4 FEBRUARY 1928, Page 16

RAILWAYS AND ROADS

[To the Editor of the SPECTATOR.] Snt,—Your leading article is on the right lines so far as it goes, but it does not reach its true destination. I need not discuss the old allegation, which you do not quite endorse, that the railway companies strangled the canals. In fact the canal directors were so strong in both Houses of Parliament that they blackmailed the railways, which had nothing to fear from the canal boat.

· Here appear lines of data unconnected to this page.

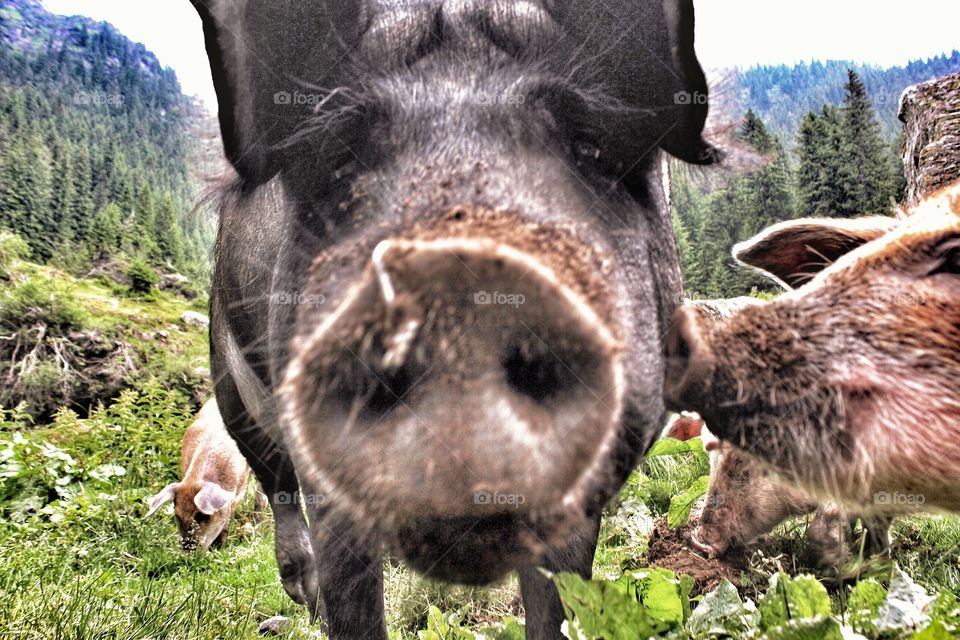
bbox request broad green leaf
[668,475,709,528]
[876,565,934,634]
[554,572,658,640]
[760,616,844,640]
[478,616,524,640]
[911,620,953,640]
[679,574,695,621]
[759,574,832,631]
[630,568,686,625]
[928,591,960,631]
[847,578,886,637]
[610,496,656,549]
[647,437,700,458]
[687,579,760,639]
[553,570,687,640]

The real point now is that road transport is a subsidized industry, and a much more serious burden on the tax-payer or rate-payer than the sugar-beet industry. Road vehicles only compete with the railway because they are allowed to throw most of their running expenses on the rate-payer. Mere hauling is a small part of the cost of railway service. If the railway companies could throw their track expenses on someone else, as the road concerns do, they could cut down their passenger fares and goods charges by one-half.

Under the Railways Act of 1921 the companies are bound, in effect, to carry all the traffic offered to them in return for the dividends of 1913, plus a commission of 20 per cent. on whit they earn beyond that level. Indeed, road traffic is carried at the expense of the rate-payer, railway traffic at the expense of the shareholder. Therefore the public interest requires that traffic should go by rail wherever the railway is available.

Mr. Churchill must be hard pressed to balance his Budget. May I suggest that he should obtain another £10 millions or more by increasing the licence duties paid by the heavier motor vehicles ? I believe that every big lorry costs the rate-payer several hundred pounds a year.—I am, Sir, &c., J. E. ALLEN. 1 Mitre Court Buildings, Temple, E.G. 4.